Simon Diezi
und die Gemeinde Thal suchen nach Wohnungen für Flüchtlinge
Wegen der Schliessung des Zentrums Mariaberg verliert die Gemeinde Thal ihre Kontingentsbefreiung für die Aufnahme von Flüchtlingen. Nun sucht sie dringend nach geeigneten Unterbringungsmöglichkeiten.
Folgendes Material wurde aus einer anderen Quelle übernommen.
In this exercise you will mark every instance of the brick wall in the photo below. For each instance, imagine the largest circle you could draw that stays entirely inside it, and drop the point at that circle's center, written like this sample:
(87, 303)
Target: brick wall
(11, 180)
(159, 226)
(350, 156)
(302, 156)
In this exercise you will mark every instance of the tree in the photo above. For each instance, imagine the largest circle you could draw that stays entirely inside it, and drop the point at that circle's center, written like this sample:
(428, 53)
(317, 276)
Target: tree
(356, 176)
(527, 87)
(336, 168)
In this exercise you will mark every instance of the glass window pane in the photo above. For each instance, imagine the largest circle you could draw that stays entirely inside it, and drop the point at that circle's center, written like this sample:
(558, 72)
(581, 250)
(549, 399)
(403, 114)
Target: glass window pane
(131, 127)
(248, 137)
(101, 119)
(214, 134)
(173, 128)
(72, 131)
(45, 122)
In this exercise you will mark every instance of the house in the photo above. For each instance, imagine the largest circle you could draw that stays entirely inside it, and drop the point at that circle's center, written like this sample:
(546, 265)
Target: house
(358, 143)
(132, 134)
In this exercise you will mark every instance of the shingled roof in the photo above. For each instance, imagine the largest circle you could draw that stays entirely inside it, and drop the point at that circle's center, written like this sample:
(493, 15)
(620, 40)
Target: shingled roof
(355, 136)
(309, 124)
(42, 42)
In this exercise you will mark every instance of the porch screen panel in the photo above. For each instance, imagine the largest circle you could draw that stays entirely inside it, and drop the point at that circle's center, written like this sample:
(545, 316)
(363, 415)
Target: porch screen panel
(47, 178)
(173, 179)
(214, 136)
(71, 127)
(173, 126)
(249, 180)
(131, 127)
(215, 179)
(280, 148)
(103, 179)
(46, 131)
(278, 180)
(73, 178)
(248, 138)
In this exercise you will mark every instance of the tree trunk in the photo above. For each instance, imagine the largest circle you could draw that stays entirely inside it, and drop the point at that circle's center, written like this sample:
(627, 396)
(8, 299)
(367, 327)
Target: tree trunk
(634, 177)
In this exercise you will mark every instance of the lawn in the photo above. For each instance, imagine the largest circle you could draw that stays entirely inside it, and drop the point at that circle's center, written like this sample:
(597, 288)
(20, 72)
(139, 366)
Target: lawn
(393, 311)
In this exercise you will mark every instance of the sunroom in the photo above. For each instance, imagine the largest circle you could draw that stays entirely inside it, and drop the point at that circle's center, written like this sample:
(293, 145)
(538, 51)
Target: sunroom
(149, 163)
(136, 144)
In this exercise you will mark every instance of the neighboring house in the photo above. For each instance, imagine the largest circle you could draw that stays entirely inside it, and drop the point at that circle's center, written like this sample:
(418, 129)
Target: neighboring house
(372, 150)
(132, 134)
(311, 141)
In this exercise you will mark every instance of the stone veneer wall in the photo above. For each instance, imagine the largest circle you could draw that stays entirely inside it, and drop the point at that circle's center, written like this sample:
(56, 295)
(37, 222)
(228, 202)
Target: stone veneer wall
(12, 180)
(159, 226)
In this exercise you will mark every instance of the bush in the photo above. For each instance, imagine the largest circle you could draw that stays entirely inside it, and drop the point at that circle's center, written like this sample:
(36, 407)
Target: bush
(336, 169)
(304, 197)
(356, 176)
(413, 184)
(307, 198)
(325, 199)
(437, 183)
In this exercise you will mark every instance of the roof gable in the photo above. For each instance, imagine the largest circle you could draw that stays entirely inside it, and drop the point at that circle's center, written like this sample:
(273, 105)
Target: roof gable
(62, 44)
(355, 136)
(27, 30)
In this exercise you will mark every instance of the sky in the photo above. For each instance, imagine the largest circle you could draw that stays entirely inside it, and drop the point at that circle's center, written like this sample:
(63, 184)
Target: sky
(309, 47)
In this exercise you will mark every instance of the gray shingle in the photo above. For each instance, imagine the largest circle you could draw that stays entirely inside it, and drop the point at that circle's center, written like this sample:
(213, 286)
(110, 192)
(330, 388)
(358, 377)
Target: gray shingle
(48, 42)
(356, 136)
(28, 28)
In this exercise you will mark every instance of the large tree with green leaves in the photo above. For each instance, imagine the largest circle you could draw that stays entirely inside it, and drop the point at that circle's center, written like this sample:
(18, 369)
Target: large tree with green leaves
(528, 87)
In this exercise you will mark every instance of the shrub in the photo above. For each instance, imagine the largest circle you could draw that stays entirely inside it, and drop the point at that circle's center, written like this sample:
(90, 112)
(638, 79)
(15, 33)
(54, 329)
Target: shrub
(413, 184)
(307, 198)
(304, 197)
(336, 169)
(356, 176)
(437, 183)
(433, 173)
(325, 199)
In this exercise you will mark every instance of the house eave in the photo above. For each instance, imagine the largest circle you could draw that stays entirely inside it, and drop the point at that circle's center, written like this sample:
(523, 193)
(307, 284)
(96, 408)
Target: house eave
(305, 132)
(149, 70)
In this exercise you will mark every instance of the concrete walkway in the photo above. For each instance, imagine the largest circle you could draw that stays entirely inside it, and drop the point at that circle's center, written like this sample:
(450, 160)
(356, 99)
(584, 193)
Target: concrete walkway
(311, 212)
Thal Die Gemeinde Thal steht vor einer Herausforderung: Mit der Schliessung des Flüchtlingszentrums Marienburg Mitte Dezember fällt die bisherige Kontingentsbefreiung für die Aufnahme von Flüchtlingen weg. Dadurch muss die Gemeinde ab dem kommenden Jahr 32 zusätzliche Geflüchtete aufnehmen, wie das «Tagblatt» berichtet.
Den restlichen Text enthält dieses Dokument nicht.